Renato Benvindo Frata

Há momentos em que o inusitado tira o sorriso da boca para lhe colocar um palavrão. Foi assim que logo pela manhã, ao sair da garagem fui literalmente atropelado. Por um pardal que espaventado, trombou no vidro e plof! caiu agonizando.

Como é fofo, tem pouca força e a velocidade do carro era mínima ele não morreu, mas ficou estrebuchando tontinho da silva. Peguei-o e o levei sob o jato de água fria da torneira à mercê de restabelecimento, momento em que fui tomado por uma lembrança guardada no baú de memórias.

Vi-me de calça curta, camisa aberta no peito e com um embornal cheio de pombinhas mortas a estilingue. A ação das mãos segurando agora o pequeno pardal sob o jato frio para lhe dar vida, transformaram-se nas que depenavam, estripavam, cortavam, lavavam e salgavam corpos e corpos de aves, para levá-los à cozinha e se transformarem em complemento da indefectível polenta do dia-a-dia. Era maldade? Não, necessidade. A pobreza exige que se elimine princípios! E até se pode dizer que a miséria animaliza.

Sorte que a consciência nos põe em pé para contar, arrepender e ao mesmo tempo se desculpar. Ninguém refaz o passado, apenas o lamenta.

Um fio de sangue aflorou entre os bicos do pardal, o que me trouxe mais apreensão, todavia, em alguns instantes ele se mexeu, tentou bater asas, mas o mantive: não há quem não reaja sob uma ducha gelada.

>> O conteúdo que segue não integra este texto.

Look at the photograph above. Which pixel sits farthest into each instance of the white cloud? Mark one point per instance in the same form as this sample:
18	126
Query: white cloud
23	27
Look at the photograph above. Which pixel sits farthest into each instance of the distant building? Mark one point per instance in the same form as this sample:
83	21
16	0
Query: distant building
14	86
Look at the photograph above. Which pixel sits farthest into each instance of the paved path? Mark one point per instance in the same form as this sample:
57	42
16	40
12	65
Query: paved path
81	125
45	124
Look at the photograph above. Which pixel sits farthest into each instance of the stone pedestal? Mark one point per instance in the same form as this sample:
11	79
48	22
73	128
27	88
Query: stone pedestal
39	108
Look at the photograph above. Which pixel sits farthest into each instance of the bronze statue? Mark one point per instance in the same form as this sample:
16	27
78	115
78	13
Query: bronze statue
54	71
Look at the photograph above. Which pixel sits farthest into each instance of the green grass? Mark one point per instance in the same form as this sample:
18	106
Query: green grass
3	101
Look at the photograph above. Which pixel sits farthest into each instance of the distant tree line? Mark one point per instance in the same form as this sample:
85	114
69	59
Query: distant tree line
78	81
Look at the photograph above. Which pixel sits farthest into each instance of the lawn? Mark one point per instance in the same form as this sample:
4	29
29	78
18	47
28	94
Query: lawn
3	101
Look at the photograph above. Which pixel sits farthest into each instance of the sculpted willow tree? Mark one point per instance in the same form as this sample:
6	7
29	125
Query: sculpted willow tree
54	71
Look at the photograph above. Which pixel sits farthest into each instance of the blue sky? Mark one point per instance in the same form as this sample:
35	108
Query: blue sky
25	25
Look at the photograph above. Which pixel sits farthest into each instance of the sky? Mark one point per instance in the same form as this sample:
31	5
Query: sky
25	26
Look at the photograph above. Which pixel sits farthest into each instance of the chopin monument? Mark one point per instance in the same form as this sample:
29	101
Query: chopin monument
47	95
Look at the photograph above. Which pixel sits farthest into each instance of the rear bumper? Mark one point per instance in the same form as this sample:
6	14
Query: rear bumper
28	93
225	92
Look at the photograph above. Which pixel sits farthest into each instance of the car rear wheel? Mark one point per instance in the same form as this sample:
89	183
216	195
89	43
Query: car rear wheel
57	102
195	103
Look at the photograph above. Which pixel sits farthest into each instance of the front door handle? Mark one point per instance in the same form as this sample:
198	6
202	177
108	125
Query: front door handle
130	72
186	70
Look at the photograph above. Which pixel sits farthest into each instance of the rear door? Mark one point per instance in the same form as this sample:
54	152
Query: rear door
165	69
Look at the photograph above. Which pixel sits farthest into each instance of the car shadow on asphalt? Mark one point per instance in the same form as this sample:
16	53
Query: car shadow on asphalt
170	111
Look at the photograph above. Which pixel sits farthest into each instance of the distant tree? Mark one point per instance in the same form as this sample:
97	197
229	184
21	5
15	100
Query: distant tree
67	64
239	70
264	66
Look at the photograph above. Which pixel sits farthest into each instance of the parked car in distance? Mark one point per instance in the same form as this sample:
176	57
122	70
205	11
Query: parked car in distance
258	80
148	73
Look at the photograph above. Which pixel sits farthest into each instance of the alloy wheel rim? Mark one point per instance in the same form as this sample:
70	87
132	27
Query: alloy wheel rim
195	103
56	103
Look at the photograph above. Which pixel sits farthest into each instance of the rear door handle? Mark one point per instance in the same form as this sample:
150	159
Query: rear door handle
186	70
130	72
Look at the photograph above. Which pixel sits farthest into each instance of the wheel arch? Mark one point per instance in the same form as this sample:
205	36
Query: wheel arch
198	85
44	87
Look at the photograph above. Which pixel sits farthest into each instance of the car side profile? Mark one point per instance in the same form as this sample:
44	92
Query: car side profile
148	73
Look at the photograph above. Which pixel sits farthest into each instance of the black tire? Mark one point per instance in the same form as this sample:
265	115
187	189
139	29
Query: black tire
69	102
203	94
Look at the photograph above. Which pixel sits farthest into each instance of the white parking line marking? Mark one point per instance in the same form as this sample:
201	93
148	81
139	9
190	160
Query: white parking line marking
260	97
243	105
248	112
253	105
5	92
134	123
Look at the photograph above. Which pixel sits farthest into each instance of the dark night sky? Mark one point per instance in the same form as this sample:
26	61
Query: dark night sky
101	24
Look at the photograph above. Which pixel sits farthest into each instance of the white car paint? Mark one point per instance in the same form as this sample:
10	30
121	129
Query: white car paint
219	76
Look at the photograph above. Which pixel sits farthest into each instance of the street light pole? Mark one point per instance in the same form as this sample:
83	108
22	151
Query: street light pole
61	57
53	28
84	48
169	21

Depois ele abriu os olhos e piou, sacudiu a cabeça e forçou novamente como se dissesse pronto para outra aventura. Seu coraçãozinho esticava e retraía, da mesma forma como batia o meu quando nos almoços regados a caldo de pombinhas, a polenta ganhava novo sabor.

Tirei-o da sufocação da água, saí ao sol, sequei-o e, notando que melhorara, abri as mãos. Ele se foi, para cair logo a uns seis, sete metros e voltar a se bater. Tentava se levantar, mas caía. Corri, peguei-o de volta, conversei amenidades, aninhei-o na toalha e o pus sobre o banco do carro para que só saísse quando sentisse que era hora.

Ele se mexeu, recuperou-se, se levantou, voou com segurança e, como se nada houvera, pousou sobre o muro onde se esticou estendendo ao sol as penas. Piou duas ou três vezes como se nada de estranho houvesse e voou.

Não sei como funciona a memória de um pardal, se ele é capaz de se lembrar ou se existe um limite, mas esse episódio serviu-me para reflexão: o passado – bom ou mau – deve ser visto como aquela bolha que se forma na sola dos pés depois de longa caminhada. Ela dói, murcha, seca, descasca a pele e até esquecemos dela sem nos preocupar com a marca, mas sempre estará ali.